Thanks everyone, I’m still in the same area so I’ll give them a call tomorrow and find out where to go from there hopefully. Thanks for your concern Polter, appreciated, and I must admit your comment did make me stop and think for a minute, and you’re right of course, but if I had to guess I’d say maybe concerns of neglect/benefit fraud rather than anything more sinister. I’ll post again if I find out anything (possibly not details iyswim but more the facts/process). Thanks again smile

Whatshouldmyusernamebe Thu 12-Oct-17 21:08:08

You should be able to access something.

JaniceBattersby Fri 13-Oct-17 00:03:57

SS seemed to have more time back then so it might not be anything sinister. We had a social worker who used to pop in every few months to 'say hello' because my mum had eight kids. Literally no other concerns at all, just sheer volume of kids. Maybe SS were involved with you because your mum was a single parent.
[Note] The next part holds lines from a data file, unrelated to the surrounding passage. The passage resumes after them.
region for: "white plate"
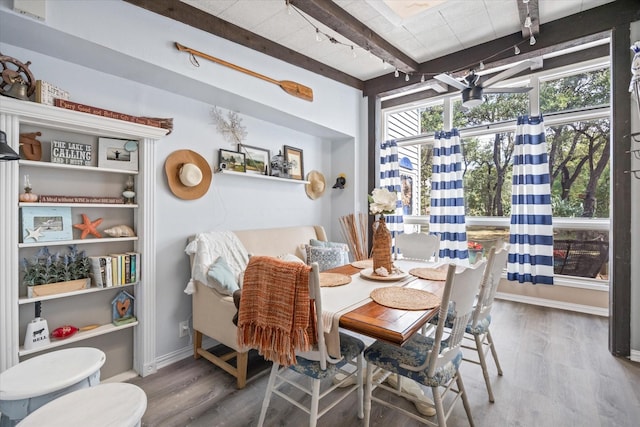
[360,268,409,282]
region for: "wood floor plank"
[130,301,640,427]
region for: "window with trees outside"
[384,58,611,285]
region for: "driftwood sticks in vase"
[176,42,313,101]
[340,213,369,261]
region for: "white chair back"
[471,242,509,326]
[396,233,440,261]
[428,260,487,377]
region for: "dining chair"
[463,242,509,403]
[396,233,440,261]
[364,260,486,427]
[258,263,365,427]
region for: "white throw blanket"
[184,231,249,294]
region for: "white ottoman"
[18,383,147,427]
[0,347,106,427]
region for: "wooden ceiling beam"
[515,0,540,39]
[288,0,419,74]
[125,0,364,90]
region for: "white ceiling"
[181,0,613,80]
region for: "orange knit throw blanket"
[238,256,316,366]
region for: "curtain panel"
[429,129,469,264]
[507,116,553,285]
[380,140,404,253]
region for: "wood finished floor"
[129,301,640,427]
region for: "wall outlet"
[178,320,189,338]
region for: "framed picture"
[98,138,138,171]
[218,148,247,172]
[284,145,304,179]
[21,206,73,243]
[238,144,271,175]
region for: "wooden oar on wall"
[176,42,313,101]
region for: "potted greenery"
[22,245,91,298]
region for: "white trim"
[496,292,609,317]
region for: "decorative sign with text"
[51,141,92,166]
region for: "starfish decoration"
[24,227,42,242]
[73,214,102,239]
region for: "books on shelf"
[89,252,140,288]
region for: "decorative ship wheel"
[0,54,36,99]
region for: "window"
[385,59,610,280]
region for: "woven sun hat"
[304,170,327,200]
[164,150,211,200]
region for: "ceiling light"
[0,130,20,161]
[462,86,484,108]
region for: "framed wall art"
[98,138,138,171]
[284,145,304,179]
[218,148,247,172]
[238,144,271,175]
[21,206,73,243]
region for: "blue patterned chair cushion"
[289,333,364,379]
[306,245,348,271]
[364,334,462,387]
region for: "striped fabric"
[380,140,404,253]
[507,116,553,285]
[429,129,469,264]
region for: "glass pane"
[540,68,610,113]
[453,93,529,129]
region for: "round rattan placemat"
[370,286,440,310]
[320,272,351,288]
[351,259,373,268]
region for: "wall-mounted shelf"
[18,282,137,305]
[216,169,309,184]
[18,321,138,356]
[18,236,138,248]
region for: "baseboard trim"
[496,292,609,317]
[156,337,218,369]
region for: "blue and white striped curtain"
[380,140,404,247]
[429,129,469,264]
[507,116,553,285]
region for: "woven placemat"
[409,264,449,280]
[320,272,351,288]
[351,259,373,268]
[370,286,440,310]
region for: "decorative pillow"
[207,257,240,295]
[276,254,304,264]
[309,239,349,265]
[307,245,347,271]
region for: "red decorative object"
[51,325,79,340]
[73,214,102,239]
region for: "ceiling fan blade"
[483,86,533,93]
[433,73,468,90]
[481,59,542,88]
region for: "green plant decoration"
[22,245,90,286]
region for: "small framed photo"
[21,206,73,243]
[218,148,247,172]
[98,138,138,171]
[238,144,271,175]
[284,145,304,179]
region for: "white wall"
[0,0,367,368]
[632,21,640,362]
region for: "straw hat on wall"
[164,150,212,200]
[304,170,327,200]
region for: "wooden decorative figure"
[111,291,138,326]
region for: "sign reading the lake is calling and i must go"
[51,141,92,166]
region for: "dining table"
[321,260,445,353]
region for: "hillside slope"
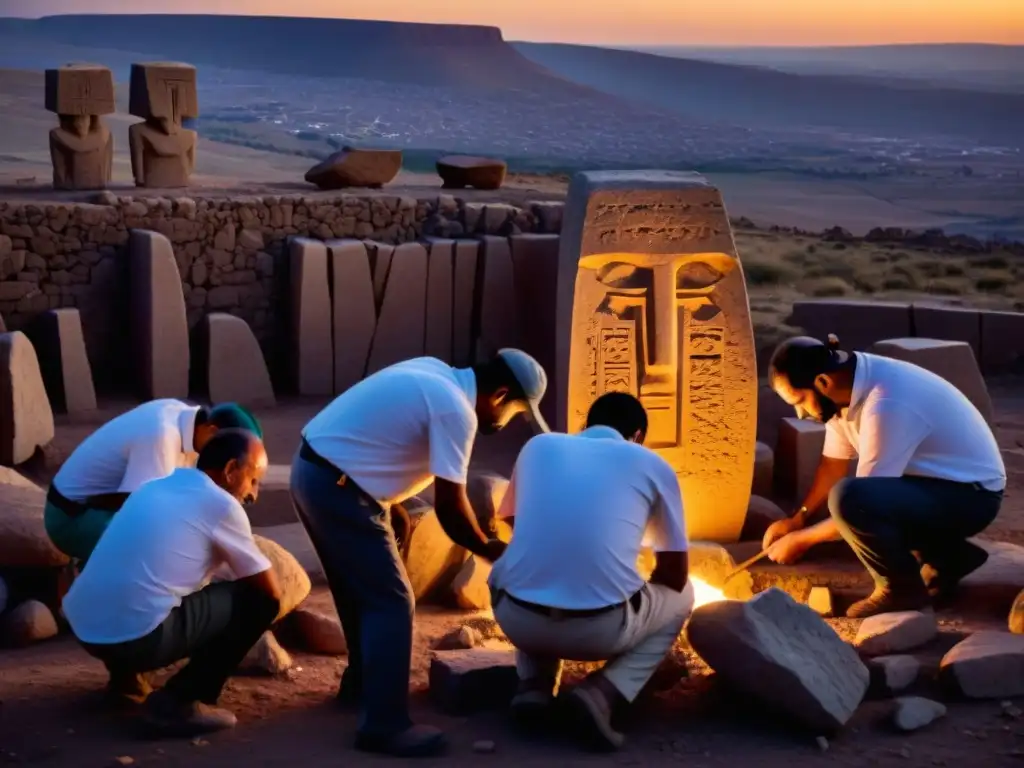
[515,43,1024,147]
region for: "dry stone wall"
[0,191,561,390]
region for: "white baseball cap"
[498,349,551,432]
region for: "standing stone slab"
[29,307,96,414]
[128,229,189,400]
[367,243,427,376]
[452,240,480,368]
[205,312,276,408]
[289,238,334,395]
[0,331,53,467]
[553,171,758,542]
[424,238,455,364]
[476,234,520,360]
[327,240,377,394]
[686,589,869,734]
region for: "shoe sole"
[562,690,626,752]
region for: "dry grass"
[736,230,1024,354]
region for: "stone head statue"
[128,62,199,134]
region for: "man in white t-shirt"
[43,399,262,562]
[764,336,1007,618]
[291,349,547,757]
[490,392,693,749]
[62,429,281,736]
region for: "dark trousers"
[292,456,416,734]
[828,475,1002,589]
[83,582,280,705]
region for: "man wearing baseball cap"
[291,349,549,757]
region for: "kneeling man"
[764,336,1007,618]
[44,399,262,561]
[63,429,281,736]
[490,392,693,749]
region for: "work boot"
[355,725,447,758]
[560,680,626,752]
[846,582,932,618]
[142,690,238,738]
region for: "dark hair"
[587,392,647,439]
[473,354,526,400]
[768,334,851,389]
[196,428,259,472]
[196,402,263,439]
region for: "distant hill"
[0,14,587,92]
[514,43,1024,147]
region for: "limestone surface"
[436,155,508,189]
[129,229,190,400]
[939,632,1024,698]
[854,610,939,656]
[0,331,53,467]
[869,338,992,424]
[289,238,334,395]
[429,648,518,715]
[686,589,869,734]
[306,146,401,189]
[29,307,96,414]
[205,312,276,408]
[552,171,758,542]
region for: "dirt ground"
[6,380,1024,768]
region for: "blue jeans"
[291,455,416,735]
[828,475,1002,589]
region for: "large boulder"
[0,475,68,568]
[437,155,508,189]
[686,589,869,734]
[0,331,53,466]
[306,146,401,189]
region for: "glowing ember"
[690,577,728,608]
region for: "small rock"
[893,696,946,731]
[853,610,939,656]
[867,655,921,694]
[807,587,833,616]
[430,648,519,715]
[0,600,57,647]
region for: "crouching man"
[63,429,281,736]
[490,392,693,749]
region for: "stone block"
[686,590,869,735]
[551,171,758,542]
[452,240,480,368]
[981,310,1024,376]
[910,301,981,361]
[197,312,276,408]
[0,331,53,467]
[436,155,508,189]
[424,238,455,364]
[28,307,96,414]
[476,234,520,361]
[786,299,913,351]
[289,238,334,395]
[939,632,1024,698]
[774,417,825,501]
[853,610,939,656]
[129,229,189,400]
[327,240,377,394]
[429,648,519,715]
[306,146,401,189]
[869,338,992,424]
[367,243,427,376]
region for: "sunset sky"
[0,0,1024,45]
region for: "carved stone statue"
[46,65,116,189]
[554,171,758,542]
[128,62,199,188]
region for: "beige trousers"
[494,583,693,701]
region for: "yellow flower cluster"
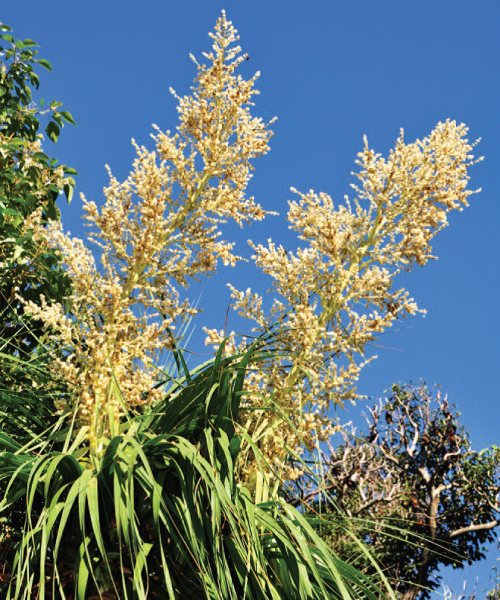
[18,13,480,487]
[231,121,480,477]
[20,13,272,450]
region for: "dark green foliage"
[0,340,392,600]
[0,25,76,358]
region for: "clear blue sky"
[0,0,500,597]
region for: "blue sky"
[0,0,500,590]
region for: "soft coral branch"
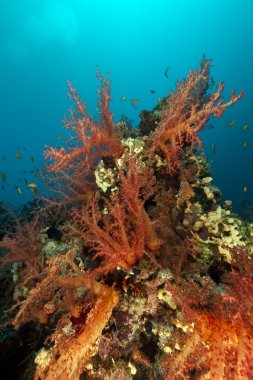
[150,59,243,174]
[71,157,159,274]
[44,71,123,173]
I hope it's something and nothing flowers

JoanBartlett Sat 14-Oct-17 12:43:54

I think some organisations wll charge the £10 for data protection requests (although in my view it would be worth it to see older records like that) but I am not sure if that applies to social worker records and after May 2018 there will be no data protection charges as the law changes. Is your mother still alive? Ifshe is then they may not be allowed to give to you (a different person from her) information about your mother by the way.

BlackEagle Sun 11-Feb-18 16:27:06

Message deleted by MNHQ. Here's a link to our Talk Guidelines.

iknowimcoming Sun 11-Feb-18 21:16:36

@BlackEagle - can I suggest you start a new thread with your question? I'm guessing you're not from the uk? It's not acceptable to leave children as young as yours alone at home even for 30 minutes sad

TinWhistleTunes Mon 12-Feb-18 23:29:20

This sounds really complicated.

In the UK, there is no legal problem with leaving kids alone, but what you did could be seen as neglect. I know it can be okay in other countries to give kids more responsibility, but I'm not surprised the social worker got involved.

The situation with your partner sounds hard and a bit confusing.

Do you have anybody you can talk to about this? Is there anybody at the school?